A brush with the north London school run increased his frustration. Belsize Road was icy and he wove a tentative path through the line of hatchbacks, frenziedly pinging his bell as a distracted mother pulled out in front of him without indicating. He felt doubly vulnerable, knowing that a cyclist occupied as small a place in her mind as in her mirror. With a sigh of relief he turned off the main road and entered the park, which brought
a measure of protection. Yet, no matter how stressful the journey, he had long dismissed any thought of working at home. He had no desire to convert the conservatory into a studio and so taint his art with domesticity. Travelling to work put him on an equal footing with Mike and his daily struggle to educate the young. He had known from the start that his best strategy with a boyfriend whose puritan conscience was the sole remnant of a nonconformist childhood was to treat his vocation as a job.

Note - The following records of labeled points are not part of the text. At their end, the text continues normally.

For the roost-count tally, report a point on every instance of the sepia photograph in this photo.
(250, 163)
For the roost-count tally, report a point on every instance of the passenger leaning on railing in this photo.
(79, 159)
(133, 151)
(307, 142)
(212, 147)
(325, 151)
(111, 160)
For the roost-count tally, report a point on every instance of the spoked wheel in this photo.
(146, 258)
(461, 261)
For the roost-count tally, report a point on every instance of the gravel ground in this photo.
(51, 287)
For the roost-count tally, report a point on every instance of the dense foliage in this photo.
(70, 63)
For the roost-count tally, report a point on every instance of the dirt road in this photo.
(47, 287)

The exigencies of the school timetable meant that he cooked during term-time while Mike took charge in the holidays and at weekends. For all his grumbles about vegetarian cuisine, he was happy to abandon the easel for the gentler demands of the Aga. This evening, he was keen to prepare something special, both to thank Mike for introducing him to Rafik and to atone for his rashness over the bike. So, discarding the overripe avocado, he set about making a broccoli and stilton soup. He was so preoccupied that his first hint of Mike’s arrival was a gentle warmth on the nape of his neck. His body flooded with happiness and he swung round to return the kiss. He felt Mike’s grip tighten in a bid for reassurance more urgent than the usual six o’clock confirmation that there was life after school. He squeezed his waist and waited for him to speak.
‘Do we have any wine left over from yesterday?’

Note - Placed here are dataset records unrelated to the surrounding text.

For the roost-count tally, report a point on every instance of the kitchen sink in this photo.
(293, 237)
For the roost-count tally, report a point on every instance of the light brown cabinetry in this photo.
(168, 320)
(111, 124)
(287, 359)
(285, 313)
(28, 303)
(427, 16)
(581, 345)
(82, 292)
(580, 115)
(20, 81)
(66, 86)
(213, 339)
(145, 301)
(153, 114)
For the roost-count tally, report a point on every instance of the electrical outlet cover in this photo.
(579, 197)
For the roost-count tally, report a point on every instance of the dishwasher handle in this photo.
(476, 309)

‘There’s half a bottle of the Sauvignon in the fridge.’
Mike poured two glasses, downing the first and handing the second to Clement, who took the rush for a refill as his cue.
‘Rough day?’
‘No more than normal. But there’s a limit to what flesh and blood can stand. Snotty-nosed youths sticking out their scraggy chests, waggling their pimply bums and shouting “I bet you’d like some of this, sir.” Why? “Because you’re a pouf, a fudge-packer, an arse-bandit.” I only wish the rest of their vocabulary was as rich.’